Qualcuno di voi ha qualche proposta?” Ha risposto con la voce tremante lo scoiattolo Fil: “Io ho visto chi ha spento la Mela Dorata. E’ stato quel ghiottone di Timothy. Le ha morsicato un pezzettino e poi è scappato. Chissà dove si è ficcato adesso… Però se non gli troviamo qualcosa da mangiare non ci sarà verso di farlo uscire. Lui è un fifone, sempre affamato”.

Nel buio e nel silenzio si sentivano già i rami della Grande Quercia che si seccavano e cadevano per terra. I lupi adesso erano infuriati, annusavano dappertutto cercando di fiutare Timothy.

Scavavano buche da tutte le parti. A loro si aggregarono anche gli orsi e le volpi.

“Calma, tranquillizzatevi animali, cosi non riusciremo mai a trovare Timothy” gridava il gufo Bruno. “Ho un piano. Portate tutta la frutta che è avanzata al banchetto nuziale e mettetela sotto la Grande Quercia. Sarà attratto dal profumo, sono sicura. Però mi raccomando, non toccatelo, ci deve portare indietro il pezzetto della Mela Dorata. Presto, presto, non ci è rimasto molto tempo”.

Stordito da quel profumo intenso, con la pancia vuota che borbottava e deluso dalla sua impresa inutile, Timothy uscì prudente dalla sua tana.
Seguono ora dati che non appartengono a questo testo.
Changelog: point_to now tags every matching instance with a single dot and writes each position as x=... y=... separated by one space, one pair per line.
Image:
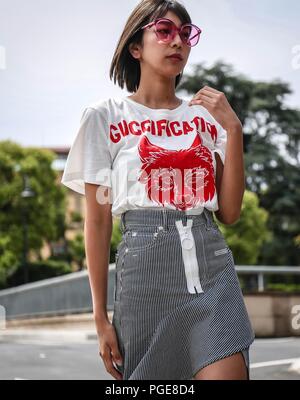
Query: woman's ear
x=134 y=50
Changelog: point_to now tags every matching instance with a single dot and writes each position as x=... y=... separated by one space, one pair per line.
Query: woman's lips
x=175 y=58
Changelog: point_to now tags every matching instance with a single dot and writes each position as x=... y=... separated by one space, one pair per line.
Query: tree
x=271 y=146
x=45 y=211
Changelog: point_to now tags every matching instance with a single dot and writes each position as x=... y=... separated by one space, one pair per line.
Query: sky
x=55 y=56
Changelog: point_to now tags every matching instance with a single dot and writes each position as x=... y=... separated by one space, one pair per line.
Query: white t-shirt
x=155 y=158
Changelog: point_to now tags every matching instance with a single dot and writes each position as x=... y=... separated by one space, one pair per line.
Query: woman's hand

Arrivò fino a quel mucchio di frutta che aspettava soltanto lui per essere mangiata. Dopo essersi assicurato che non ci fosse nessuno nelle vicinanze, si mise, come un fulmine, a trasportare tutta la frutta poco per volta, fino all’ultimo pezzo, sotto terra. Proprio nel momento in cui stava per tuffarsi per l’ultima volta e scappare per sempre, una grossa zampa lo schiacciò e lui si lamentò di dolore.

“Dì addio al mondo Timothy, se adesso non ci prometti solennemente che porterai indietro il boccone luminoso. Appartiene alla Mela Dorata!’’ Disse arrabbiato il lupo Natalino.

“Pro-pro-prometto, so-sso-ssolennem-mme-mmeente promet-tt-tto…”, balbettava impaurito il piccolo criceto, “solo lasciatemi andare, vi preeeeego.” Mancava poco all’alba, quando portando tra i dentini il pezzetto della Mela Dorata, il nostro Timothy si arrampicò abilmente sulla Grande Quercia che si stava già seccando ed era quasi completamente spoglia dei suoi rami. Rischiando di cadere nelle fauci del furioso lupo Natalino, Timothy fece un salto e attaccò al volo la parte mancante alla Mela Dorata.

Dopodiché scappò gambe all’aria chissà dove, perché da allora non fu mai più visto nel bosco della Grande Quercia, che nel frattempo si riprese e diventò più verde che mai.

La mela Dorata, da allora, non scese mai più per onorare qualche evento importante.

Bambini, nelle notti serene, guardate bene la Luna. Vedrete che là, dove la morsicò Timothy, le è rimasta una cicatrice.